We can already see some moves by the vendors to address this problem. Microsoft, for example, has developed a dedicated cloud for the U.S. government, known as BPOS Federal, which is designed to meet the government’s stringent security and privacy standards. Amazon has also taken a portion of the cloud it runs and dedicated it to, and located it in, the EU, for similar reasons.

If we consider enterprise applications to be asset management tools rather than productivity tools, then ideas like private clouds start to make a lot of sense. Cloud technology reifies a lot of the knowledge required to configure and manage a virtualised environment in software, eliminating the data centre voodoo and empowering the development teams to manage the solutions themselves. This makes cloud technology simply a better asset management tool, but we need to freedom to locate the data (and therefore the application) where it makes the most sense from an asset management point of view. Sometimes this might imply a large, location agnostic, public cloud. Other times it might require a much smaller private cloud located within a specific political boundary. (And the need to prevent some data even transiting through a few specific geographies – requiring us to move the code to the data, rather than the data to the code – might be the killer application that mobile agents have been waiting for.)

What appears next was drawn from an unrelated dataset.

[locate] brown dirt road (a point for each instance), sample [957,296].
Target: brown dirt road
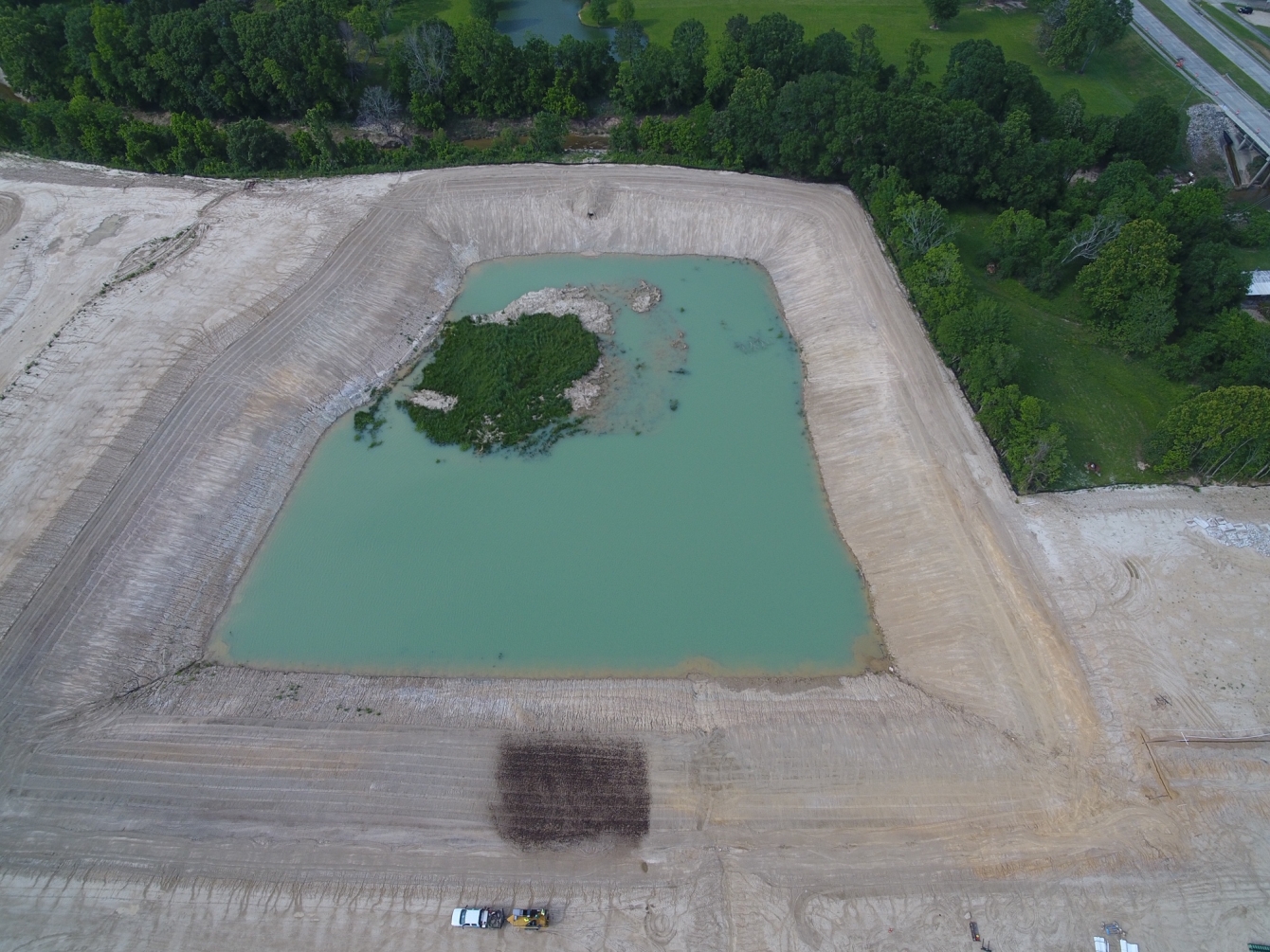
[1000,773]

What we really need are meta-clouds: clouds created by aggregating a number of different clouds, just as the Internet is a network of separate networks. While the clouds would all be technically similar, each would be located in a different political geography. This might be inside vs. outside the organisation, or in different states, or even different countries. The data would be stored and maintained where it made the most sense from an asset management point of view, with few technical considerations, the meta-cloud providing a consistent approach to locating and moving our assets within and across individual clouds as we see fit.